Berlin - Die SPD-geführte Bildungsverwaltung will die Gründung von Privatschulen in Berlin erschweren. Auch bereits in Berlin aktive Träger von freien Schulen sollen künftig erst nach jahrelanger Wartefrist Landeszuschüsse erhalten. Bisher bekommen zum Beispiel die evangelische Schulstiftung, die Montessori-Stiftung, Waldorf-Schulen und viele andere bewährte Träger bei der Gründung einer weiteren Schule sofort Landeszuschüsse – zunächst sind das 85 Prozent der Personalkosten, wenig später dann 93 Prozent.

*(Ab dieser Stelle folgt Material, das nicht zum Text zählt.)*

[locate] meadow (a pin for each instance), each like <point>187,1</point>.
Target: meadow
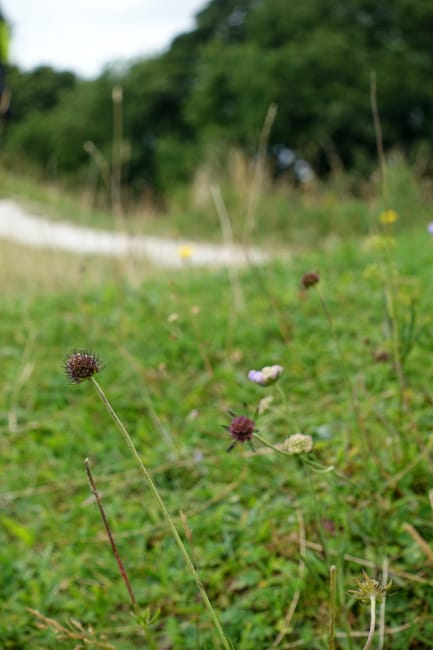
<point>293,549</point>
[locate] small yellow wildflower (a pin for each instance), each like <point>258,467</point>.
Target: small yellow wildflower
<point>379,243</point>
<point>388,216</point>
<point>185,252</point>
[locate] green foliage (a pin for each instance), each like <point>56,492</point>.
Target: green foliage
<point>215,83</point>
<point>177,352</point>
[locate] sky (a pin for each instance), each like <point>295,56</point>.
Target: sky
<point>86,35</point>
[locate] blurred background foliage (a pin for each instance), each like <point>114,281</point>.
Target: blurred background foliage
<point>210,91</point>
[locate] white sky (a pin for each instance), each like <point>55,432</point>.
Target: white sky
<point>86,35</point>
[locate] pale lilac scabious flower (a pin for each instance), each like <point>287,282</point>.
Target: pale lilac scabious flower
<point>266,376</point>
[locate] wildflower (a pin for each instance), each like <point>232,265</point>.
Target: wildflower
<point>266,376</point>
<point>298,443</point>
<point>310,279</point>
<point>185,252</point>
<point>81,365</point>
<point>241,429</point>
<point>388,216</point>
<point>369,589</point>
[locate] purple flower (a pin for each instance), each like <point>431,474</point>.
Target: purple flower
<point>241,429</point>
<point>266,376</point>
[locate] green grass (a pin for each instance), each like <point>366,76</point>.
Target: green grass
<point>285,217</point>
<point>177,352</point>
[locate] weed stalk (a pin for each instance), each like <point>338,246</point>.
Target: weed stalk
<point>155,493</point>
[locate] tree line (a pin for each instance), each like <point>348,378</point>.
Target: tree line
<point>212,88</point>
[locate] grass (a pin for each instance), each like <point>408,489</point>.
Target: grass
<point>284,216</point>
<point>263,529</point>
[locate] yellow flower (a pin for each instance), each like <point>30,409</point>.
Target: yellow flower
<point>185,252</point>
<point>379,243</point>
<point>388,216</point>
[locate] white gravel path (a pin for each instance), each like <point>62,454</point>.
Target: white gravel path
<point>18,225</point>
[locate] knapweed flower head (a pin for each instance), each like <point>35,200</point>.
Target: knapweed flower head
<point>266,376</point>
<point>310,279</point>
<point>370,588</point>
<point>81,365</point>
<point>388,217</point>
<point>298,443</point>
<point>241,429</point>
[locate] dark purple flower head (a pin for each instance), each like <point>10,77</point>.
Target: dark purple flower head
<point>241,429</point>
<point>81,365</point>
<point>310,279</point>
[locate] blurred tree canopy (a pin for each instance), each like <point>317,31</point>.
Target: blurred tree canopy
<point>314,59</point>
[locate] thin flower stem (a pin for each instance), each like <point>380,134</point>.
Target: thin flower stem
<point>332,613</point>
<point>155,493</point>
<point>372,623</point>
<point>110,536</point>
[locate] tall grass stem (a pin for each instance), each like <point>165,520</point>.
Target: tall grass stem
<point>155,493</point>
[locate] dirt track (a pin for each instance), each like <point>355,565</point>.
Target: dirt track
<point>18,225</point>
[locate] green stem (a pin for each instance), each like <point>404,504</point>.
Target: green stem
<point>333,595</point>
<point>271,446</point>
<point>166,514</point>
<point>372,623</point>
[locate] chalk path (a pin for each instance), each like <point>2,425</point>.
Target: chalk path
<point>20,226</point>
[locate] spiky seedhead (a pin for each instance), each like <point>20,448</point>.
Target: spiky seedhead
<point>298,443</point>
<point>241,429</point>
<point>370,588</point>
<point>81,365</point>
<point>266,376</point>
<point>310,279</point>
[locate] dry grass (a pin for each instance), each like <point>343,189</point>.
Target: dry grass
<point>32,271</point>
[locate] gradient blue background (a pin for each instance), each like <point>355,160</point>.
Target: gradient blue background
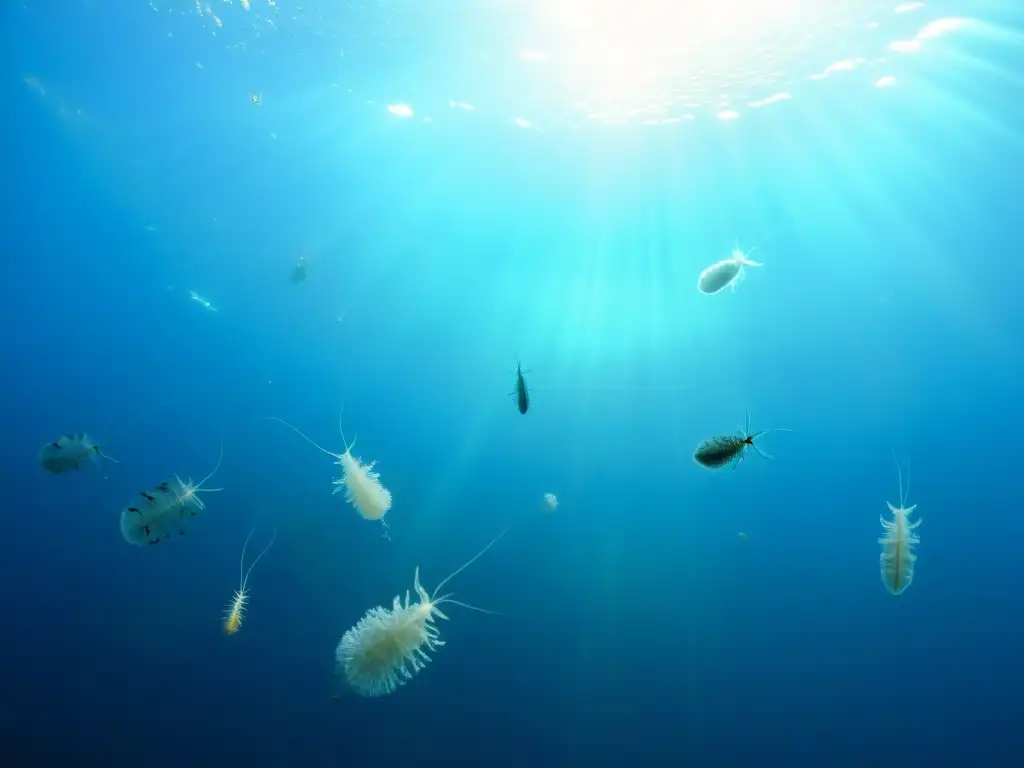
<point>638,628</point>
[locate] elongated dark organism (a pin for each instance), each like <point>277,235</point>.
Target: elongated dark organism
<point>719,451</point>
<point>521,393</point>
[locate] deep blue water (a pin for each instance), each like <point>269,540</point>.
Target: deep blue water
<point>637,627</point>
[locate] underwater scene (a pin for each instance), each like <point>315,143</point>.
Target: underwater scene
<point>512,383</point>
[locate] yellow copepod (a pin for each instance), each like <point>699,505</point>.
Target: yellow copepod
<point>236,611</point>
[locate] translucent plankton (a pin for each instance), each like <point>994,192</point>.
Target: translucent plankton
<point>164,510</point>
<point>236,611</point>
<point>361,485</point>
<point>387,647</point>
<point>897,556</point>
<point>727,272</point>
<point>70,452</point>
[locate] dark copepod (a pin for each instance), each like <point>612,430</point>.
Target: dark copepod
<point>521,393</point>
<point>719,451</point>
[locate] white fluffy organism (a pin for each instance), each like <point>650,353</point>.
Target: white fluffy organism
<point>164,510</point>
<point>388,646</point>
<point>725,273</point>
<point>897,556</point>
<point>70,452</point>
<point>360,484</point>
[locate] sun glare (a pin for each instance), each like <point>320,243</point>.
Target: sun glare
<point>632,56</point>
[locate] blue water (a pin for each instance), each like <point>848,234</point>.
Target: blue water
<point>637,627</point>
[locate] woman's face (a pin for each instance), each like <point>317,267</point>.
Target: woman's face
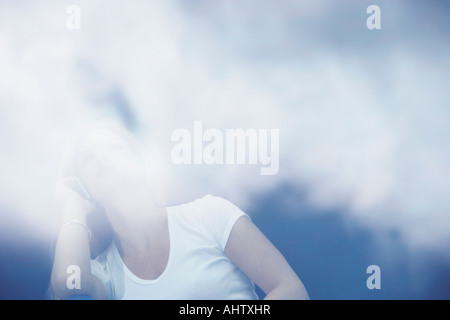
<point>106,163</point>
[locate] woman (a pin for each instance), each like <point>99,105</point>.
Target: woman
<point>204,249</point>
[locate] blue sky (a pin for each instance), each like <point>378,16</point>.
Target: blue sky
<point>363,119</point>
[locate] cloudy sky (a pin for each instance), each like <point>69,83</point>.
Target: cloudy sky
<point>363,115</point>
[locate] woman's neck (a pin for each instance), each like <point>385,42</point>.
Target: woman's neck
<point>138,224</point>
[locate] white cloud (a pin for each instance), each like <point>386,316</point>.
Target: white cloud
<point>372,142</point>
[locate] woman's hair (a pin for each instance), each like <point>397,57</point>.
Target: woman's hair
<point>97,221</point>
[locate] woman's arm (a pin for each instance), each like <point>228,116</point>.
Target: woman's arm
<point>255,255</point>
<point>72,254</point>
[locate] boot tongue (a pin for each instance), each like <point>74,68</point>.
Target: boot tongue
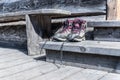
<point>68,25</point>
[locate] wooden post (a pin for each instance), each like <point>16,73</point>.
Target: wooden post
<point>113,9</point>
<point>35,26</point>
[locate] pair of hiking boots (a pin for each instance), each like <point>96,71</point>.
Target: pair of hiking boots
<point>72,30</point>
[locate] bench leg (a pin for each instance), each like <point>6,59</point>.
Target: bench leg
<point>36,26</point>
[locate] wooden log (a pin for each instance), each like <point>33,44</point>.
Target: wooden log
<point>113,10</point>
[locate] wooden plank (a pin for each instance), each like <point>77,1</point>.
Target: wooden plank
<point>18,23</point>
<point>113,10</point>
<point>90,61</point>
<point>32,73</point>
<point>92,47</point>
<point>14,63</point>
<point>87,18</point>
<point>108,23</point>
<point>52,12</point>
<point>19,68</point>
<point>87,74</point>
<point>107,34</point>
<point>111,76</point>
<point>12,19</point>
<point>59,74</point>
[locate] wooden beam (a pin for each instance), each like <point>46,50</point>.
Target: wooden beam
<point>113,9</point>
<point>110,23</point>
<point>91,47</point>
<point>20,23</point>
<point>52,12</point>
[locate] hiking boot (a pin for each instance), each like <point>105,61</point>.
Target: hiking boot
<point>78,31</point>
<point>62,33</point>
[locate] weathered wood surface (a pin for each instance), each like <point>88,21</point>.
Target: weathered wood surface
<point>17,23</point>
<point>108,23</point>
<point>107,34</point>
<point>90,61</point>
<point>22,69</point>
<point>52,12</point>
<point>92,47</point>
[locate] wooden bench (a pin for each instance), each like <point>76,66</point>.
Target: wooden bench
<point>103,55</point>
<point>37,22</point>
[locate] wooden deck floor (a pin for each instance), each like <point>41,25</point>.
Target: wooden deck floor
<point>15,65</point>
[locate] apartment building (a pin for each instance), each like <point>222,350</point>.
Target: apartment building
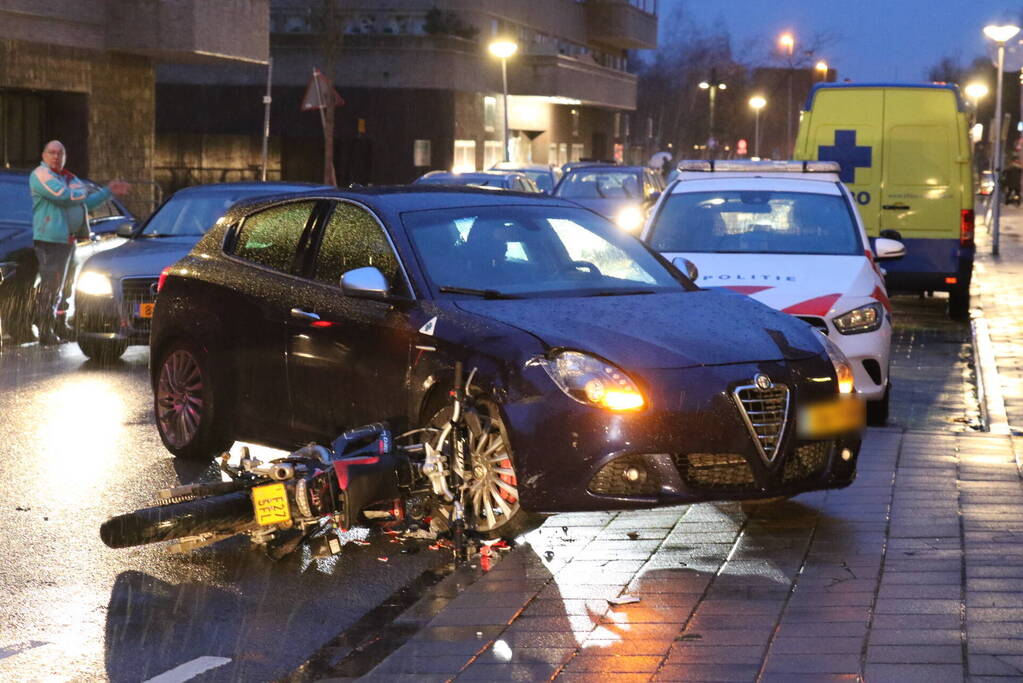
<point>421,90</point>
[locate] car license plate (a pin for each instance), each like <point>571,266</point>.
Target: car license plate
<point>833,417</point>
<point>270,503</point>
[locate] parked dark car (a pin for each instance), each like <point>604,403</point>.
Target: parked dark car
<point>504,180</point>
<point>622,193</point>
<point>115,294</point>
<point>544,175</point>
<point>17,260</point>
<point>614,381</point>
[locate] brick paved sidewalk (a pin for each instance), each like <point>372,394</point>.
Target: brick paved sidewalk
<point>913,574</point>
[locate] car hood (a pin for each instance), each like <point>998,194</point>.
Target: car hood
<point>800,284</point>
<point>650,331</point>
<point>142,257</point>
<point>607,208</point>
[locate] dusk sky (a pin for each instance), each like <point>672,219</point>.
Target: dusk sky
<point>879,40</point>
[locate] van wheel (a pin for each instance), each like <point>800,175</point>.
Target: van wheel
<point>959,304</point>
<point>877,411</point>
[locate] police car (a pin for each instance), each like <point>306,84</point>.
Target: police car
<point>788,234</point>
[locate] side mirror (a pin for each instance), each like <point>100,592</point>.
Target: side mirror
<point>686,267</point>
<point>886,249</point>
<point>366,282</point>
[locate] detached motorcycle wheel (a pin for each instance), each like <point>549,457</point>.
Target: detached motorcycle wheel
<point>494,490</point>
<point>227,513</point>
<point>188,412</point>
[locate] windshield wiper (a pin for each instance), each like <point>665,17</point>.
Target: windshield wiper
<point>486,293</point>
<point>621,292</point>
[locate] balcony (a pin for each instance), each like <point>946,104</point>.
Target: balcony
<point>627,25</point>
<point>196,31</point>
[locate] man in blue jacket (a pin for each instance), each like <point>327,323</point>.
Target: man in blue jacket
<point>59,205</point>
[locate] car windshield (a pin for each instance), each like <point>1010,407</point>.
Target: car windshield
<point>190,215</point>
<point>756,222</point>
<point>15,201</point>
<point>601,184</point>
<point>523,251</point>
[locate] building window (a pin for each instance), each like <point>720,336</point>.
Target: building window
<point>420,153</point>
<point>490,114</point>
<point>464,156</point>
<point>492,153</point>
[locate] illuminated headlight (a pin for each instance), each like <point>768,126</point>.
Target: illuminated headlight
<point>593,382</point>
<point>94,283</point>
<point>864,319</point>
<point>629,219</point>
<point>843,368</point>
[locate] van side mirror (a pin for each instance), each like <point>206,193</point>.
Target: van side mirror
<point>886,249</point>
<point>366,282</point>
<point>686,267</point>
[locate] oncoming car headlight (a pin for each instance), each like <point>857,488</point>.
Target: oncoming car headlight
<point>843,368</point>
<point>864,319</point>
<point>97,284</point>
<point>593,382</point>
<point>629,219</point>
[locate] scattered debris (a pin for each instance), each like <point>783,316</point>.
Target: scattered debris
<point>623,599</point>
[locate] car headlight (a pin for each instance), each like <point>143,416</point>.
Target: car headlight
<point>843,368</point>
<point>864,319</point>
<point>97,284</point>
<point>593,382</point>
<point>629,219</point>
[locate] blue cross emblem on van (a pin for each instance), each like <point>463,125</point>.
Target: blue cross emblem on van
<point>849,155</point>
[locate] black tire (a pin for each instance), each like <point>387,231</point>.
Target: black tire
<point>959,304</point>
<point>187,403</point>
<point>503,517</point>
<point>227,513</point>
<point>104,351</point>
<point>877,411</point>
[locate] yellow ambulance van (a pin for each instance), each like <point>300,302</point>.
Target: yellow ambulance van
<point>905,157</point>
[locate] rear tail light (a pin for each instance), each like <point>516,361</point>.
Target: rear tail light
<point>163,278</point>
<point>966,228</point>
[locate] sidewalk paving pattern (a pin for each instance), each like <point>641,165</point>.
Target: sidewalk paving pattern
<point>913,574</point>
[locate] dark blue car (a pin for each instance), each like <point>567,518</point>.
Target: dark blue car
<point>116,290</point>
<point>604,377</point>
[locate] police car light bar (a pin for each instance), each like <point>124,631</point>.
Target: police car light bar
<point>761,167</point>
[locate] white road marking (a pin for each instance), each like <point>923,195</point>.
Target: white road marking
<point>189,670</point>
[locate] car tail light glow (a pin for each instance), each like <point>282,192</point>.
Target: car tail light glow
<point>163,278</point>
<point>966,228</point>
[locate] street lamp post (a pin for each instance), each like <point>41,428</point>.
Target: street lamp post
<point>757,102</point>
<point>788,43</point>
<point>1001,35</point>
<point>712,87</point>
<point>502,49</point>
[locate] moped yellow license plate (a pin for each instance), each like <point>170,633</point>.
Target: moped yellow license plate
<point>833,417</point>
<point>270,503</point>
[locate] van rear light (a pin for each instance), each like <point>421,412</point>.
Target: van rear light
<point>966,228</point>
<point>163,278</point>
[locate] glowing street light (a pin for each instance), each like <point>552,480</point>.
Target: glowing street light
<point>503,50</point>
<point>757,102</point>
<point>1001,35</point>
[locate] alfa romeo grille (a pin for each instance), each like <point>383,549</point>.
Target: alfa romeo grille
<point>765,412</point>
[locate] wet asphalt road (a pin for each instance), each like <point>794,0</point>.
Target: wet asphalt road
<point>78,445</point>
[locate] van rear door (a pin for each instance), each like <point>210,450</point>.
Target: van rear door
<point>846,127</point>
<point>920,192</point>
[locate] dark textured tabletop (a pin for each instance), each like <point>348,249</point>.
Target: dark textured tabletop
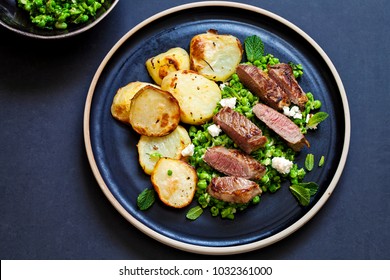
<point>51,205</point>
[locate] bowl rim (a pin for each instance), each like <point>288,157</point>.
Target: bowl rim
<point>60,36</point>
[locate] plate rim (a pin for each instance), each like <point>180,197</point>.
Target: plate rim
<point>60,36</point>
<point>223,250</point>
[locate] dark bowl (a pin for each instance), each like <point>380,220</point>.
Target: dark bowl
<point>17,20</point>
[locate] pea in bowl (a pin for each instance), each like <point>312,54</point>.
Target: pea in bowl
<point>53,19</point>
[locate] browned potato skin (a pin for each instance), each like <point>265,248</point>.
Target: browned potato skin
<point>154,119</point>
<point>215,56</point>
<point>162,64</point>
<point>120,108</point>
<point>177,189</point>
<point>197,95</point>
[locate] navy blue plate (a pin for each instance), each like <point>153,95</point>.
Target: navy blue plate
<point>111,146</point>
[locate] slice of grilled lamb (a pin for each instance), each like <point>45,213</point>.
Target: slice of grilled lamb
<point>258,82</point>
<point>240,129</point>
<point>233,189</point>
<point>232,162</point>
<point>283,75</point>
<point>282,125</point>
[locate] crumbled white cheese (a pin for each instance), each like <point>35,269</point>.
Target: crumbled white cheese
<point>214,130</point>
<point>293,112</point>
<point>188,151</point>
<point>282,165</point>
<point>307,121</point>
<point>228,102</point>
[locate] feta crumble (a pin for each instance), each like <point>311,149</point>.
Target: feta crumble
<point>214,130</point>
<point>228,102</point>
<point>307,121</point>
<point>282,165</point>
<point>293,112</point>
<point>188,151</point>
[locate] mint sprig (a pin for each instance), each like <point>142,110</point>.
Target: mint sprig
<point>254,48</point>
<point>146,199</point>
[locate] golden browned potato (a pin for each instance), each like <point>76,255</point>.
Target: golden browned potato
<point>154,112</point>
<point>172,60</point>
<point>197,95</point>
<point>120,107</point>
<point>151,149</point>
<point>174,181</point>
<point>215,56</point>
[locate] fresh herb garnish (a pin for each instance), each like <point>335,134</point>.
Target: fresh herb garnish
<point>194,213</point>
<point>321,162</point>
<point>146,199</point>
<point>254,48</point>
<point>309,162</point>
<point>316,119</point>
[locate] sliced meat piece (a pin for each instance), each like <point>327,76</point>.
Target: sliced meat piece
<point>282,125</point>
<point>258,82</point>
<point>283,75</point>
<point>232,162</point>
<point>233,189</point>
<point>240,129</point>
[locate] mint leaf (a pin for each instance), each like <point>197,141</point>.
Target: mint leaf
<point>322,161</point>
<point>301,193</point>
<point>309,162</point>
<point>254,48</point>
<point>194,213</point>
<point>146,199</point>
<point>317,118</point>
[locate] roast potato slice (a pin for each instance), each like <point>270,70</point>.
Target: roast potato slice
<point>215,56</point>
<point>151,149</point>
<point>120,108</point>
<point>197,95</point>
<point>154,112</point>
<point>174,181</point>
<point>172,60</point>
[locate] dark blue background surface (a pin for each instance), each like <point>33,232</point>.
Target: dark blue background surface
<point>51,206</point>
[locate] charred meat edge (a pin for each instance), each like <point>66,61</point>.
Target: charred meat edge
<point>240,129</point>
<point>232,162</point>
<point>233,189</point>
<point>258,82</point>
<point>282,126</point>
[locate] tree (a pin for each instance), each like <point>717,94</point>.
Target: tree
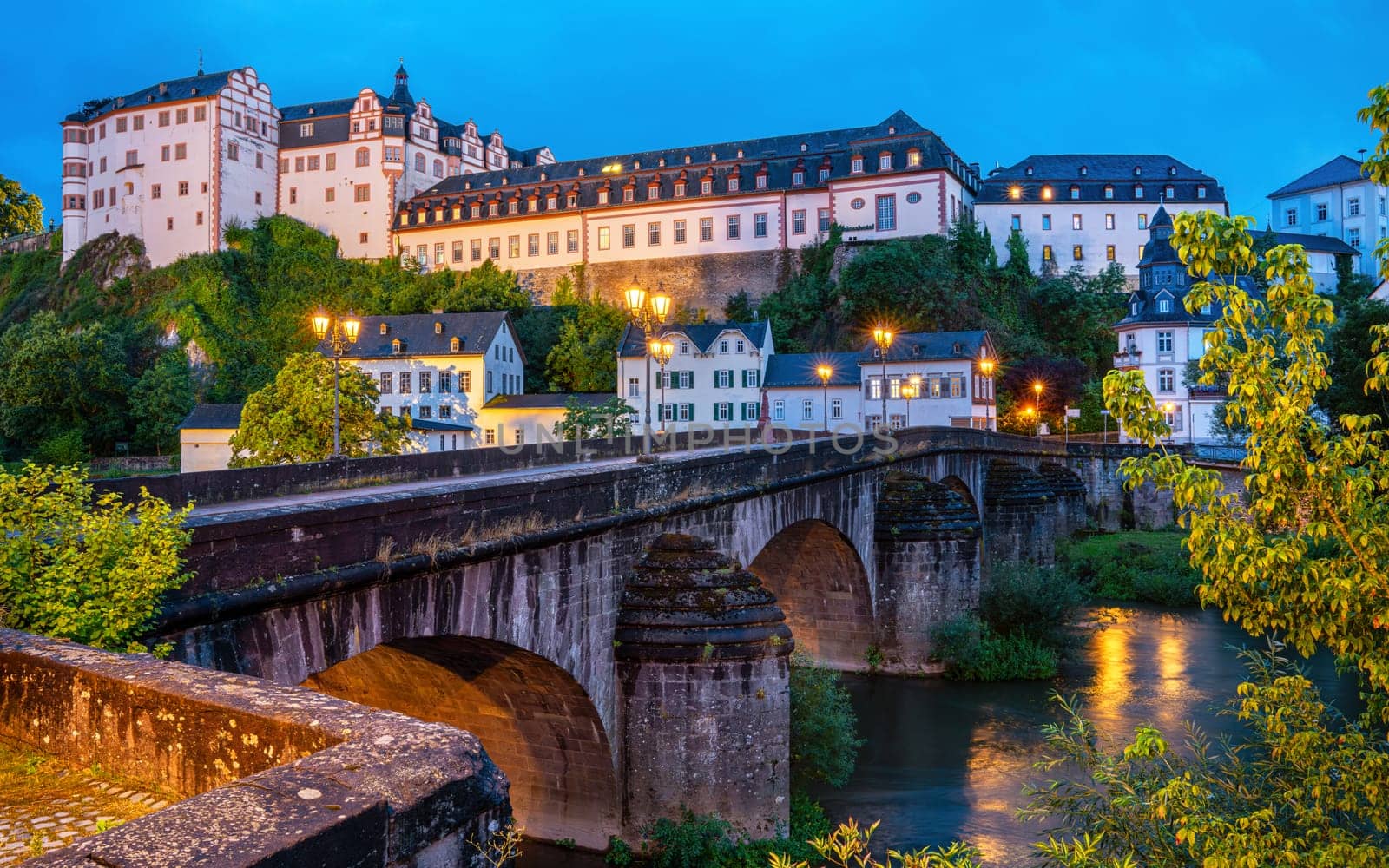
<point>20,212</point>
<point>160,400</point>
<point>292,418</point>
<point>85,569</point>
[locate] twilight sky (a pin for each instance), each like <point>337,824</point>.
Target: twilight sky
<point>1254,94</point>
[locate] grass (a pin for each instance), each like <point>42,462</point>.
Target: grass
<point>1149,567</point>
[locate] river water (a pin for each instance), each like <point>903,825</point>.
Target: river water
<point>946,760</point>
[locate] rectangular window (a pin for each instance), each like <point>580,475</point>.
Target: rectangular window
<point>886,213</point>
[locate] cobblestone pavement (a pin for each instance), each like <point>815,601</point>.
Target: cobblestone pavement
<point>92,807</point>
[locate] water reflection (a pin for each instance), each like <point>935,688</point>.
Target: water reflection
<point>946,760</point>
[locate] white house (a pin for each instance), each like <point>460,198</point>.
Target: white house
<point>439,370</point>
<point>799,399</point>
<point>1088,210</point>
<point>945,365</point>
<point>714,375</point>
<point>889,180</point>
<point>171,163</point>
<point>1160,338</point>
<point>346,163</point>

Wer als in Berlin unbekannter Träger erstmals eine Grundschule gründet, musste auch bisher schon fünf Jahre auf die Landeszuschüsse warten, bei Oberschulen drei Jahre. Dies soll nun auch für bereits in Berlin aktive Träger gelten. Ein großes Hindernis ist das. „Diese Phase kann man nur mit einer Mixtur aus Selbstausbeutung, Lohndumping, Verschuldung und höheren Elternbeiträgen überstehen“, sagt Roland Kern vom Dachverband der Kinder- und Schülerläden, der auch kleinere alternative Schule vertritt.